Stable aqueous aluminum-manganese photoelectrochemical cells with high-rate and high-efficiency abilities

Aqueous aluminum-ion batteries (AAIBs) are potential candidates for large-scale energy storage devices for their advantages of high energy density, resource abundance, low cost, safety, and environmental friendliness. Due to various redox procedures, good reversibility, and high discharge potential, the aqueous aluminum-manganese oxide battery has drawn wide attention, while the critical issues induced from slow kinetics and undesired soluble Mn2+ lead to slow charging, poor rate capability, and low energy density. However, there is very limited progress for performance improvement via conventional chemical or physical modification approaches. To overcome these challenges, an efficient photo-regulation strategy has been proposed in terms of direct radiating visible light on the cell during the galvanostatic charging and discharging.

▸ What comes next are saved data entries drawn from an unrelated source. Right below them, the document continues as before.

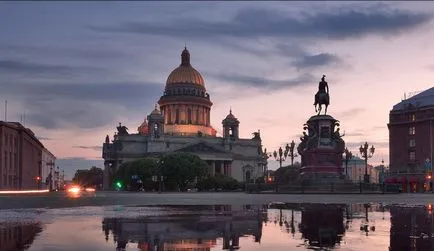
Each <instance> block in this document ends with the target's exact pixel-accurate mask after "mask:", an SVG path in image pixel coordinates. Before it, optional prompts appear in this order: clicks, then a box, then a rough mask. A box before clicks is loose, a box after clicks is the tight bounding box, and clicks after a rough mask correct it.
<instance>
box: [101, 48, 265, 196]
mask: <svg viewBox="0 0 434 251" xmlns="http://www.w3.org/2000/svg"><path fill="white" fill-rule="evenodd" d="M212 105H213V103H212V102H211V98H210V95H209V94H208V93H207V91H206V88H205V81H204V79H203V77H202V75H201V74H200V73H199V72H198V71H197V70H196V69H194V68H193V67H192V66H191V63H190V53H189V51H188V50H187V48H184V50H183V51H182V54H181V65H180V66H178V67H177V68H176V69H174V70H173V71H172V72H171V73H170V74H169V76H168V78H167V81H166V86H165V89H164V92H163V95H162V96H161V97H160V99H159V101H158V105H155V108H154V110H153V111H152V112H151V113H150V114H149V115H148V116H147V117H145V119H144V121H143V123H142V124H141V125H140V126H139V127H138V128H137V132H136V133H130V132H128V128H127V127H126V126H123V125H121V123H119V126H118V127H117V132H115V134H114V136H113V139H110V137H109V136H108V135H107V136H106V139H105V143H104V144H103V152H102V157H103V159H104V188H105V189H109V188H110V186H111V184H112V180H111V177H112V176H113V174H114V173H115V172H116V170H117V169H118V168H119V166H120V165H121V164H122V163H125V162H127V161H132V160H136V159H140V158H144V157H151V156H152V157H159V156H161V155H162V154H165V153H170V152H187V153H192V154H195V155H197V156H199V157H200V158H201V159H202V160H204V161H205V162H206V163H208V172H209V174H210V175H216V174H223V175H227V176H230V177H232V178H235V179H237V180H238V181H243V182H253V180H254V179H256V178H258V177H261V176H262V175H263V173H264V171H265V168H266V165H267V158H266V154H265V153H264V152H263V151H262V142H261V137H260V133H259V131H258V132H254V133H253V137H252V138H247V139H242V138H240V137H239V125H240V121H239V120H238V119H237V118H236V117H235V115H234V114H233V113H232V110H230V111H229V114H228V115H227V116H226V117H225V118H224V119H223V120H222V129H223V135H221V136H217V131H216V130H215V129H214V128H213V127H212V126H211V119H210V118H211V107H212Z"/></svg>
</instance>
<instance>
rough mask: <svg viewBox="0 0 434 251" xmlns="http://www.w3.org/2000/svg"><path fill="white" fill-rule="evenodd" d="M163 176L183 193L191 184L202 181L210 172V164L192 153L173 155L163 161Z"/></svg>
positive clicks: (186, 189) (162, 173)
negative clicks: (200, 180)
mask: <svg viewBox="0 0 434 251" xmlns="http://www.w3.org/2000/svg"><path fill="white" fill-rule="evenodd" d="M161 164H162V174H163V176H164V177H165V179H166V182H168V183H170V182H174V183H176V185H177V186H178V188H179V189H180V190H181V191H186V190H187V186H188V184H189V183H191V182H193V181H195V179H196V178H197V179H201V178H202V177H204V176H205V174H206V173H207V170H208V164H207V163H206V162H205V161H203V160H202V159H200V158H199V156H197V155H194V154H190V153H172V154H168V155H166V156H164V157H163V158H162V159H161Z"/></svg>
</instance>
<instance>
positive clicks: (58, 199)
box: [0, 192, 434, 209]
mask: <svg viewBox="0 0 434 251" xmlns="http://www.w3.org/2000/svg"><path fill="white" fill-rule="evenodd" d="M275 201H284V202H295V203H298V202H300V203H301V202H304V203H348V204H352V203H387V204H394V203H405V204H409V205H415V204H422V205H426V204H429V203H434V194H433V193H402V194H246V193H242V192H239V193H225V192H221V193H161V194H159V193H128V192H97V193H85V192H83V193H81V194H80V195H79V196H75V195H71V194H66V193H64V192H54V193H46V194H34V195H13V196H6V195H0V209H14V208H45V207H47V208H60V207H79V206H108V205H213V204H230V205H245V204H268V203H271V202H275Z"/></svg>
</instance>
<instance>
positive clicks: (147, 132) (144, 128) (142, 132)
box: [137, 118, 149, 135]
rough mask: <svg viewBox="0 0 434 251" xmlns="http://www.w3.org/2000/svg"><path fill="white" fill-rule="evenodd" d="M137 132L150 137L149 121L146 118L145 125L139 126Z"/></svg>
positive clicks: (144, 121) (145, 120)
mask: <svg viewBox="0 0 434 251" xmlns="http://www.w3.org/2000/svg"><path fill="white" fill-rule="evenodd" d="M137 131H138V132H139V134H140V135H148V133H149V129H148V121H147V120H146V118H145V120H144V121H143V123H142V124H141V125H140V126H139V128H137Z"/></svg>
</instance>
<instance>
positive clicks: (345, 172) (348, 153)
mask: <svg viewBox="0 0 434 251" xmlns="http://www.w3.org/2000/svg"><path fill="white" fill-rule="evenodd" d="M344 153H345V157H344V158H345V176H346V177H347V178H348V161H349V160H351V159H352V158H353V153H352V152H351V151H350V150H348V148H346V147H345V151H344Z"/></svg>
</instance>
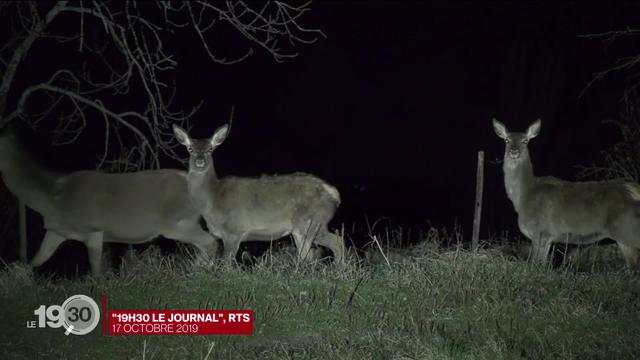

The efficient separation and transmission of photoelectrons in the photo positive electrode dramatically improves the dynamics, and fast charging and enhanced rate performance could be achieved. Photo-oxidation behavior can effectively promote the conversion of soluble Mn2+, thus further enhancing the energy density of the as-assembled aluminum-manganese battery. Furthermore, a photo-conversion efficiency of up to 1.2% has been acquired. Based on the photo-regulation strategy, the mechanism of the photoelectrochemical coupling system has been understood, which opens a promising route for achieving photoelectrochemical batteries with high energy density and fast charge.